Influential senators from both parties amplified calls for an independent investigation of Russian meddling in the U.S. election, setting up a clash with President-elect Donald Trump over U.S. policy toward Russia and potentially his pick for secretary of state.
Sens. John McCain (R-Ariz.) and Lindsey Graham (R-S.C.) issued a joint statement Sunday with the incoming Democratic leader, Chuck Schumer of New York, and top Armed Services Committee Democrat Jack Reed of Rhode Island that Russian interference in the election “should alarm every American.” They said Congress must investigate further without allowing it to become a partisan issue.
But in an interview on “Fox News Sunday,” Trump again bluntly dismissed reports of Russian meddling, calling them “ridiculous” and an attempt to undermine his victory. At the same time, Trump’s incoming chief of staff suggested the president-elect would not oppose congressional inquiries.
Still, the competing statements from Trump and the bipartisan group of senators sets the stage for a possible showdown over how far Congress goes to investigate Russia’s apparent interference in the election. Other Republicans on Sunday joined the calls for a probe or cast doubt on Rex Tillerson, the ExxonMobil CEO with close ties to Vladimir Putin who is reportedly in line to be selected as secretary of state.
The joint statement from the group of prominent senators from both parties will make it difficult for congressional leaders to dismiss the issue.
“Democrats and Republicans must work together, and across the jurisdictional lines of the Congress, to examine these recent incidents thoroughly and devise comprehensive solutions to deter and defend against further cyberattacks,” Schumer, Reed, McCain and Graham said in the joint statement.
“This cannot become a partisan issue,” they added. “The stakes are too high for our country. We are committed to working in this bipartisan manner, and we will seek to unify our colleagues around the goal of investigating and stopping the grave threats that cyberattacks conducted by foreign governments pose to our national security.”
Schumer separately had called for a congressional probe into Russia’s influence in the election, saying Saturday that Democrats would continue to press for one when the new Congress convenes next year.
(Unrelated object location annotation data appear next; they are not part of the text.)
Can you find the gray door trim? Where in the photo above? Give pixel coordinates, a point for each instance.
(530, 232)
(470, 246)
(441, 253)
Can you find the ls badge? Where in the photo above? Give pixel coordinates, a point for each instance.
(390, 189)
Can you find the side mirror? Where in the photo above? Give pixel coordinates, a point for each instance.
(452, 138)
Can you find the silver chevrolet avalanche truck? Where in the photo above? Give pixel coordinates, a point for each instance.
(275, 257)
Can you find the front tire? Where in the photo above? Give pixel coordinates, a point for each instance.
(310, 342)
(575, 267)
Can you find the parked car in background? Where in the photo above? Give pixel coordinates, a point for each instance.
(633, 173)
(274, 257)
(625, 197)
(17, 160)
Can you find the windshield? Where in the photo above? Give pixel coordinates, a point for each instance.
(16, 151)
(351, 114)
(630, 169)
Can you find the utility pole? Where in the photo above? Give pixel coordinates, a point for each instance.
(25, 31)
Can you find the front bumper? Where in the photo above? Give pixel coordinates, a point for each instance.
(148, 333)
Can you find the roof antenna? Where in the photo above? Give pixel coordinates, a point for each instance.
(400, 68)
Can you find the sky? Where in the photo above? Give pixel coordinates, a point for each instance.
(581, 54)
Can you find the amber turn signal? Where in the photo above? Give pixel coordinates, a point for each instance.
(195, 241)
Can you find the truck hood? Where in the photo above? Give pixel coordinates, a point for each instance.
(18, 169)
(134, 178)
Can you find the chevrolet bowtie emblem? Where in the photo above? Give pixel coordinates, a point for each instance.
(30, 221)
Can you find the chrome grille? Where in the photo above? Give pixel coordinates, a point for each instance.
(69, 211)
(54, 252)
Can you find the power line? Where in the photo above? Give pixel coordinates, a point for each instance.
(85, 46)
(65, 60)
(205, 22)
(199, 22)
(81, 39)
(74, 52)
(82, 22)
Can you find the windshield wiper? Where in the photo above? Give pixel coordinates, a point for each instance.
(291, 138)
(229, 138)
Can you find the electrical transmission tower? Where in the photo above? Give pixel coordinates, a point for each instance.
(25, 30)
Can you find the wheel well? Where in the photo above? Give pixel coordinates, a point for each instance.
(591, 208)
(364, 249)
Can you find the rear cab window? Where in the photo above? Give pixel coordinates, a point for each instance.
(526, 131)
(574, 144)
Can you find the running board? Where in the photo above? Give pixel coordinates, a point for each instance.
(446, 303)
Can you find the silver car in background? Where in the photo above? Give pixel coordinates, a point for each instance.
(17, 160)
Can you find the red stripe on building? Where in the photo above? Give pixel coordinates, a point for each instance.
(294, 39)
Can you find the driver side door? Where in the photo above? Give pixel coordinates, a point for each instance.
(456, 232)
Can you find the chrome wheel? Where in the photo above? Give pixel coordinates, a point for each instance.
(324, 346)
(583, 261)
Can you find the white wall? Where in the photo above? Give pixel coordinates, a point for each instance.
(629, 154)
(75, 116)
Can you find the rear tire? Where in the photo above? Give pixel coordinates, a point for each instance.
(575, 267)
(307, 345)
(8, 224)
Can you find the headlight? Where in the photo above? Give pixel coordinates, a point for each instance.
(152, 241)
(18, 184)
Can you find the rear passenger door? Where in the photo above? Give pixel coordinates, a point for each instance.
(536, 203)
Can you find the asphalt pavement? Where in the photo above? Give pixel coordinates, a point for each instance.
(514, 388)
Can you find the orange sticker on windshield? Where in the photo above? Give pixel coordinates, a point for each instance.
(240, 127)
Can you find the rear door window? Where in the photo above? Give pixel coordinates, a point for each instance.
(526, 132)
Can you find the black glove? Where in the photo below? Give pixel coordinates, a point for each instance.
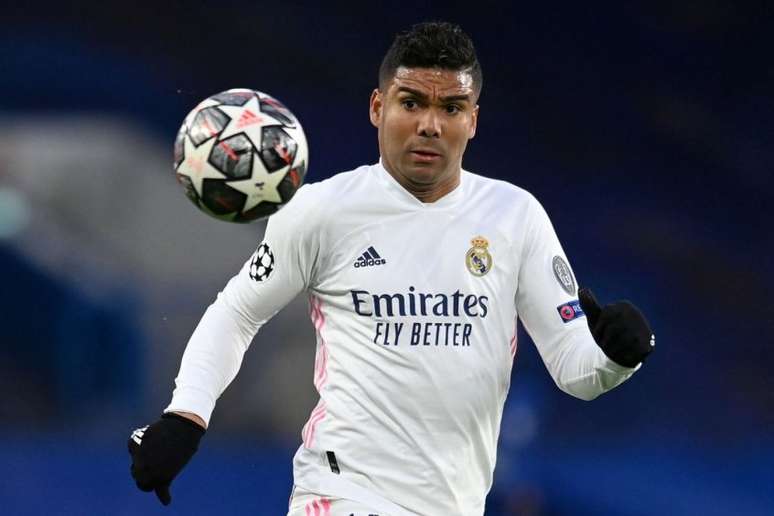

And McCain flatly disagreed with Trump on the issue.
“I don’t know what to make of [Trump’s comments], because it’s clear the Russians interfered,” McCain said Sunday on CBS’ “Face the Nation.” “Facts are stubborn things.”
McCain predicted that a congressional investigation would likely be lengthy and said that in an “ideal world,” he would prefer a select committee on the matter, made up of key committee leaders on Capitol Hill. After declining to engage at length with Trump’s policy stances and controversial remarks for much of this year, McCain is emerging again as a lead foil to the incoming president on national security matters.